A meter maid in Brooklyn, New York charged Father Cletus Forson $115 as he rushed to save the soul of a dying woman on July 26. The woman’s daughter had called Fr Forson, 42, a priest in residence at Saint Andrew the Apostle Catholic Church, and said he must come immediately and help her elderly mother who was dying of the flu.
With no available parking at 9:30pm, Fr Forson displayed his "Clergy on Call" permit and rushed inside. He was there for twenty minutes and did not block any entrances.
"There were four cars behind me and three cars in front of me," Fr Forson told the New York Daily News. "But when I came out, I was the only car who got a ticket."

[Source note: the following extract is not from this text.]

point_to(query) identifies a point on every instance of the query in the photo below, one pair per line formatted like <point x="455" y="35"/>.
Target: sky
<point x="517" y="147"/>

On July 28, Administrative Law Judge Michael Ciaravino found Fr Forson guilty, dismissing his appeal.
"If the sanctity of the law won’t bend for the needs of a dying person, I feel really sad," Fr Forson said. "It disturbs me as a priest and as a human being."
I can imagine this judge in Purgatory being told that there were a bunch of people praying for him, but they decided to dismiss their appeal and let him serve a full sentence.
9 comments
Stories like this really upset me! But your comment made me laugh 😉
I wish that I could believe that this kind of thing is a rarity. The judge was likely a lefty who is an atheist and therefore any work a priest would do is irrelevant to him.
“The judge was likely a lefty who is an
atheist and therefore any work a priest would
do is irrelevant to him.”
If only the priest’s efforts were irrelevant. If he were the only one in the group to be ticketed, it is clearly a case of profiling. Rather than irrelevant, I’d say the priest’s occupation was anathema to the judge.
Thank heaven for the Beatitudes!
In Christ’s peace and joy,
Robin
Sad. This story makes me sick.
Robin:
You are correct – it is profiling. Now if the priest had been a Muslim the media would be all over it, howling about the evils of profiling!
It’s Brooklyn. How about an Hasidic rabbi?
Ugh.
I didn’t think this sort of thing happened outside of Oklahoma.
Gosh, when I went to traffic court to contest a ticket, I saw several people who had illegally parked near a local hospital who just got a slap on the hand because of their extenuating circumstances. It’s terrible that this judge couldn’t be as understanding.
In all fairness, my brother is NYPD, and he says that even *he* wouldn’t be able to get out of a parking ticket in NYC. He says parking enforcement exists ONLY to write tickets, so if they think they can get away with it, you’re getting ticketed, and tough cookies.
There’s no way of knowing how long the other cars had been parked there and whether the parking enforcement guys ticketed all the ones there at the time. I lived in NY for the first 23 years of my life, and illegal parking is a way of life. You learn to park, get in and get out in five minutes. 20 minutes is asking for a ticket.